Dr. Lin’s area of research lies at the intersection between natural language processing and information retrieval. In addition to being one of the most cited artificial intelligence scholars in the world, he has been frequently and deeply engaged with both the private and public sectors throughout his career, including an extended sabbatical at Twitter and visiting positions at the US National Library of Medicine (NLM), part of the National Institutes of Health (NIH).
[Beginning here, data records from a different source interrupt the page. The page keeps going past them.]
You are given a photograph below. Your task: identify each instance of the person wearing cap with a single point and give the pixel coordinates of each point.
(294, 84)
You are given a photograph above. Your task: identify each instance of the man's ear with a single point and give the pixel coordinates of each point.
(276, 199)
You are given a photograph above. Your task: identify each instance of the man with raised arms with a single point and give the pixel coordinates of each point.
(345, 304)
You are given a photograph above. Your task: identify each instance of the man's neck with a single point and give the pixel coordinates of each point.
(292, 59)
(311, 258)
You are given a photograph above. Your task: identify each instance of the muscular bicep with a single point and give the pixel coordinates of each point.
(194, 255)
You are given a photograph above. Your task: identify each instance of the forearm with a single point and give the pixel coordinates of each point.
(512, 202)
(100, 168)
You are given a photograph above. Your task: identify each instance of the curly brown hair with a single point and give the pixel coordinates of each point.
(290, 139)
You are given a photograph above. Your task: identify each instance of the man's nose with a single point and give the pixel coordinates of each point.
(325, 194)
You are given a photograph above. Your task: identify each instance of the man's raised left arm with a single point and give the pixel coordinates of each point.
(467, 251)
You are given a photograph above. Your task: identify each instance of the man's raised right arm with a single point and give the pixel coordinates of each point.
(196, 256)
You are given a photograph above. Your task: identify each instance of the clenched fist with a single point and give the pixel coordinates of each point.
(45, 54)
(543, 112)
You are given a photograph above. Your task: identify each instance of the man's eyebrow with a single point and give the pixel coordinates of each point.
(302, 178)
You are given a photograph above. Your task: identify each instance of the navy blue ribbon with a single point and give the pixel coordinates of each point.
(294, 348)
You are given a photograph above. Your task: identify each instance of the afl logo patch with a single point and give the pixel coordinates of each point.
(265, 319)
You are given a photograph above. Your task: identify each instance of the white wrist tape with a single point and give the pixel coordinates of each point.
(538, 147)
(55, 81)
He presently serves as the chief technology officer of Primal, a Waterloo-based AI company focused on creating meaning that computers can understand. Dr. Lin holds a Ph.D. in Electrical Engineering and Computer Science from MIT and is a fellow of the ACM.

Mark Crowley

Professor Mark Crowley
Mark Crowley, Associate Professor Department of Electrical and Computer Engineering

Everything you ever wanted to know about the AI Hype, but were afraid to ask a ChatGPT about: Cutting through the AI Hype

There is a lot of hype recently about Artificial Intelligence arising from announcements over the past year of groundbreaking new tools using generative models.  There is disagreement in the media, in society, and even amongst researchers about the implications of these rapid advances for science, work, for education, and for society in general.  These dramatic new AI technologies are surprising, but not unbelievable.  They build upon a series of advances over recent years and even decades.  Two things, at least, are clear.  First, these tools are not a trick, they're results are real, and require us to rethink what "thinking" and intelligence mean to us.  Second, they are here to stay, so we better try to understand what they do now and what they could do very soon.  We can also look to previous AI and Information Technology revolutions to help us see where this one might lead.  In this talk, I'll try to demystify these new AI tools, highlight what are the important opportunities to look out for and give my own take on which use cases really worry me.  (Hint, there are much bigger things to worry about than student's getting help on assignments.)

About Mark Crowley:

Mark Crowley is an Associate Professor in the Department of Electrical and Computer Engineering at the University of Waterloo, is a member of the Waterloo Artificial Intelligence Institute, the Waterloo Institute for Complexity and Innovation (WICI) and is National Secretary of the Canadian Artificial Intelligence Association (CAIAC) which coordinates the yearly organization of the Canadian Conference on AI. He and his students carry out research into Reinforcement Learning, large-scale image-like processing, fundamental research into methods for manifold learning/dimensionality reduction and use of AI for Scientific and Experimental Reasoning. Some of this research is motivated by theoretical opportunities, particularly in manifold learning and multi-agent reinforcement learning. However, most of the work flows out of challenges raised by real-world domains including forest fire management, the automotive domain, medical imaging, and digital chemistry/material design.